Azure Batch has been created to provide a simple way of running containers and simple commands on Azure without you having to closely manage the underlying VM infrastructure (although a knowledge of the underlying infrastructure will always be useful). While Azure Batch does not have an understanding of CWL like a full-on workflow engine, it does provide a very simple way to run a large number of Dockstore tools at scale.

Azure Batch also provides a client-side tool called Batch Shipyard which provides a number of features including a simple command-line interface for submitting batch jobs.

Of course, keep in mind that if you have a knowledge of CWL and/or do not need the Dockstore command-line to do file provisioning, you can decompose the underlying command-line invocation for the tool and use that as the command for your jobs, gaining a bit of performance. This tutorial focuses on using cwltool and using the Dockstore command-line to provide an experience that is more akin to running Dockstore or cwltool on the command-line out of the box.
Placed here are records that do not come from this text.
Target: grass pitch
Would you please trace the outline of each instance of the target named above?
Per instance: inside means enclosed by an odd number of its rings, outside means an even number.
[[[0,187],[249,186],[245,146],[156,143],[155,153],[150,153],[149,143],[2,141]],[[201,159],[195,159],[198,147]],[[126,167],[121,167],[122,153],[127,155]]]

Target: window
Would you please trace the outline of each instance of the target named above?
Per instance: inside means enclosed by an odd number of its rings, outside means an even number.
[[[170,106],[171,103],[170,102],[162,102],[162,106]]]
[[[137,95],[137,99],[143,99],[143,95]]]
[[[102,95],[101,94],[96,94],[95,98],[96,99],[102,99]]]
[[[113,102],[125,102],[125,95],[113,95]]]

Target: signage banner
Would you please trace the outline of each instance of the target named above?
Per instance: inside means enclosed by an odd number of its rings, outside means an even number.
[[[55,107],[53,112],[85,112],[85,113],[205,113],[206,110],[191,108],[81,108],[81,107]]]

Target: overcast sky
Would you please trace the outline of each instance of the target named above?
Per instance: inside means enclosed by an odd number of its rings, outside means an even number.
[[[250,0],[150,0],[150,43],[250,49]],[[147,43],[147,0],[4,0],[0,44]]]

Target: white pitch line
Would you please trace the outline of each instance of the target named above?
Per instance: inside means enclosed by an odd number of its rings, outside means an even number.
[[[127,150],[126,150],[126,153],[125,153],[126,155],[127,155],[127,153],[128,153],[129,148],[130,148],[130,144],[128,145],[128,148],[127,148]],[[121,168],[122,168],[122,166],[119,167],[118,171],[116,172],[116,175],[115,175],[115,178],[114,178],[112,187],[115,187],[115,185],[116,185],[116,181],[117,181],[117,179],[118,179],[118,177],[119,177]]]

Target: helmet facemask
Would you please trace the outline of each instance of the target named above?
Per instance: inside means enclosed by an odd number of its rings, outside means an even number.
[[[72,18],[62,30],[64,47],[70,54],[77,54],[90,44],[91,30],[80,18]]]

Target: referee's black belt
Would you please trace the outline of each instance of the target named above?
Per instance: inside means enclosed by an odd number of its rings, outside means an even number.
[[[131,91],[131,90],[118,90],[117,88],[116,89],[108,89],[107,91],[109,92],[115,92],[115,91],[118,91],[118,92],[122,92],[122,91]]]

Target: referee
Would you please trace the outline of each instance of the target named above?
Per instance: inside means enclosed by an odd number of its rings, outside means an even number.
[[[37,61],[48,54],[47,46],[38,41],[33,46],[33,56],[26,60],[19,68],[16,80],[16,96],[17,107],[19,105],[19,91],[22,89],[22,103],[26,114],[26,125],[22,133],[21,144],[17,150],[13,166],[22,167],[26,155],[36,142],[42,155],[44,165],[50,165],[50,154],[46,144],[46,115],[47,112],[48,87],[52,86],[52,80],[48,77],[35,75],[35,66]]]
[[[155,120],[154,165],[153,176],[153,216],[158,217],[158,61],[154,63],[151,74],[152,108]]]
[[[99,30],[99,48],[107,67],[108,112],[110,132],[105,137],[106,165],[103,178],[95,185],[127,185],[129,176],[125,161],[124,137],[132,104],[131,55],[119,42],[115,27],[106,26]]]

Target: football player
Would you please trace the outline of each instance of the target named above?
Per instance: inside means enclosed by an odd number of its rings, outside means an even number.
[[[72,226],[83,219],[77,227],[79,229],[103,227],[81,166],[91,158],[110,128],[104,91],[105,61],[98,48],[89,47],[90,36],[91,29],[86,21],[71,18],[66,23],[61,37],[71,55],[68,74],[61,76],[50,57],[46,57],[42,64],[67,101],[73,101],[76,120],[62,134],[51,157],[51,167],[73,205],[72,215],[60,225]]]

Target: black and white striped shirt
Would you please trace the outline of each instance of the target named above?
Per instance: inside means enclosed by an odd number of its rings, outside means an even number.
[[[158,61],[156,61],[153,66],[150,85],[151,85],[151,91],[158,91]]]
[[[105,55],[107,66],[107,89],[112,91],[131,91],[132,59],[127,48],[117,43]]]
  1. Run through Azure Shipyard’s Linux Installation Guide and then the Quickstart guide with one of the sample tools such as Torch-CPU.
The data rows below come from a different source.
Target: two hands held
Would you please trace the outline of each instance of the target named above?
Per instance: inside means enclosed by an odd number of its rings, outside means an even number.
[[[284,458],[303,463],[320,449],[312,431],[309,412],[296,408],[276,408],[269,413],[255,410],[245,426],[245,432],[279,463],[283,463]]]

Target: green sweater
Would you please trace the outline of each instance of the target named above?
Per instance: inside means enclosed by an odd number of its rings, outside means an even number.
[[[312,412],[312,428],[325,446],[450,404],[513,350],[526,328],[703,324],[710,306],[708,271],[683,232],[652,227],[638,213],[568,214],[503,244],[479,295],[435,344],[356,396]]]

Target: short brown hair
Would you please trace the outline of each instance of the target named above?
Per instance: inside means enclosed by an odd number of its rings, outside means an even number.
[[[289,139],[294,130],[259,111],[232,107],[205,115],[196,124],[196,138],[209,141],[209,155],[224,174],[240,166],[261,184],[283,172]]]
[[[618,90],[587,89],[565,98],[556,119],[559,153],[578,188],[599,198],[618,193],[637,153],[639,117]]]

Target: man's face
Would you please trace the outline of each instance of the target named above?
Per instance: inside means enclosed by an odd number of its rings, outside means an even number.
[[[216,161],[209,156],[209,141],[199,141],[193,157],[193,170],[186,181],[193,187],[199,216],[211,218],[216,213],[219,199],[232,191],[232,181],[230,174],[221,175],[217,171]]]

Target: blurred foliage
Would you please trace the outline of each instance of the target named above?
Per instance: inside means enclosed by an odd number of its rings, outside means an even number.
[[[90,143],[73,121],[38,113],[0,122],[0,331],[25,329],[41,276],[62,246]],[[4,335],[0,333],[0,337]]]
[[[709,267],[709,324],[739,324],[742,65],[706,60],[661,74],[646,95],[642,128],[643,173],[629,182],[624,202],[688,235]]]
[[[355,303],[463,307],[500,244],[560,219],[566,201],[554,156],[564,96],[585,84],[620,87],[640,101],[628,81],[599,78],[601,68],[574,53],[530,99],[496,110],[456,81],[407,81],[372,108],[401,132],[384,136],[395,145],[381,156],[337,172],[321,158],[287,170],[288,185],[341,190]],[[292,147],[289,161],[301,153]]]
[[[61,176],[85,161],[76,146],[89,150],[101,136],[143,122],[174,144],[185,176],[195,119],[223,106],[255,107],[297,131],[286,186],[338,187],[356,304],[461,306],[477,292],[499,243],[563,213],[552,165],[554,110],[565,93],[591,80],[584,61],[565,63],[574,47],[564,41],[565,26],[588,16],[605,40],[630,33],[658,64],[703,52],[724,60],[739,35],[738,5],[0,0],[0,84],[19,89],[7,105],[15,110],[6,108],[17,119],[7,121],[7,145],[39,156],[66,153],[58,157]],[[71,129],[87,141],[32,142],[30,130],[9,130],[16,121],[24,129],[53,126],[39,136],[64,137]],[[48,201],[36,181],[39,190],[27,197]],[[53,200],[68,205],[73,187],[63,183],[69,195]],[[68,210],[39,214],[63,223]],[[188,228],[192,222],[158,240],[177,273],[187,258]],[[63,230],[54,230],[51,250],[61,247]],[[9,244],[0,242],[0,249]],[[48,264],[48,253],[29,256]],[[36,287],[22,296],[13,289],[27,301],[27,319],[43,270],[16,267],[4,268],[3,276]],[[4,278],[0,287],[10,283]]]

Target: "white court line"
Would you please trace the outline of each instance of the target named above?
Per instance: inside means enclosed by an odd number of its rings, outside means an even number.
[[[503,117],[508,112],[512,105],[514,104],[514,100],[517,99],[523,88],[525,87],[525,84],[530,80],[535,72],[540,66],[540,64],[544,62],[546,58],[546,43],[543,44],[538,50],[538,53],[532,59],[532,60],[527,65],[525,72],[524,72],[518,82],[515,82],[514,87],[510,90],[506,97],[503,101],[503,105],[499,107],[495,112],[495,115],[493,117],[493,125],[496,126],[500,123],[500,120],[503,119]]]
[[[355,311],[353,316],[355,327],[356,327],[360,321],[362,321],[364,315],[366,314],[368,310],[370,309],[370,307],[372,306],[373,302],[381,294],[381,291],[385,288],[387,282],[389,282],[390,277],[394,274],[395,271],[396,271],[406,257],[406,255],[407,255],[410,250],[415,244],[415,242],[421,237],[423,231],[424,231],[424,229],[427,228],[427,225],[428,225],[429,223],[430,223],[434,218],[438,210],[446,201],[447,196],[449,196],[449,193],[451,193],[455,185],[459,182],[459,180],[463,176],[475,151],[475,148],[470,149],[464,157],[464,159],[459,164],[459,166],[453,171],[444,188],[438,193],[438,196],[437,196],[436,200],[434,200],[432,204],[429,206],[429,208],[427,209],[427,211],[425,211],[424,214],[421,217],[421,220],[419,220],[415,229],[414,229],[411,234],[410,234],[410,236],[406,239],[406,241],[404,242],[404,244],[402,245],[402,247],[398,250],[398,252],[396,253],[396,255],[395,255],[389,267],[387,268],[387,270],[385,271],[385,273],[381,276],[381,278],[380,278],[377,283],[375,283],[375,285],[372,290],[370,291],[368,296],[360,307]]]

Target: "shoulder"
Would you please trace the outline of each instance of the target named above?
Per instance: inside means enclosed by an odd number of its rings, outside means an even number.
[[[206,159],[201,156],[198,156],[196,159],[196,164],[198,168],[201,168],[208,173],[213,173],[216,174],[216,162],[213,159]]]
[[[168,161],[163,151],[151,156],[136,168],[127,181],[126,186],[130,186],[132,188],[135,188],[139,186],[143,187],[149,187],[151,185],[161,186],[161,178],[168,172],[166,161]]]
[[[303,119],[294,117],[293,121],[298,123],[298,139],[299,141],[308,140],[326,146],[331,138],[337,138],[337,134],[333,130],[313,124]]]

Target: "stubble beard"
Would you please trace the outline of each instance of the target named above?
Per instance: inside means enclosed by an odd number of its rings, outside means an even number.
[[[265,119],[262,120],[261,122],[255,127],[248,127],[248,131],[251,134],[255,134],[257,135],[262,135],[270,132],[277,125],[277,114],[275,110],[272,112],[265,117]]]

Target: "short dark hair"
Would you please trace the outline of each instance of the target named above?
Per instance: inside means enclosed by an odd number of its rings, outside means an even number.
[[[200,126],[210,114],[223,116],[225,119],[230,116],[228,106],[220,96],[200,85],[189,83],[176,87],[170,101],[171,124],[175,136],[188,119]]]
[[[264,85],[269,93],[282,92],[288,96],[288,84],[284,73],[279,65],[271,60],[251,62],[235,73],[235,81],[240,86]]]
  2. With the shipyyard CLI setup, get the md5sum sample recipes from GitHub

    $ git clone https://github.com/dockstore/batch_wrapper.git
    $ cd batch_wrapper/azure/
    
  3. Fill out your config.json, credentials.json, and jobs.json in config.dockstore.md5sum. If you have trouble finding your access keys, take a look at this article. In jobs.json note that we use AWS keys to provision or save the final output files. You will also need to modify the parameter json file md5sum.s3.json to reflect the location of your S3 bucket.

  4. Create a compute pool. Note that this pool is not setup to automatically resize. You may also need to pick a larger VM size with a larger dataset.

    $ ./shipyard pool add --configdir config.dockstore.md5sum
    
  5. Submit the job and watch the output (this should take roughly a minute if the pool already exists)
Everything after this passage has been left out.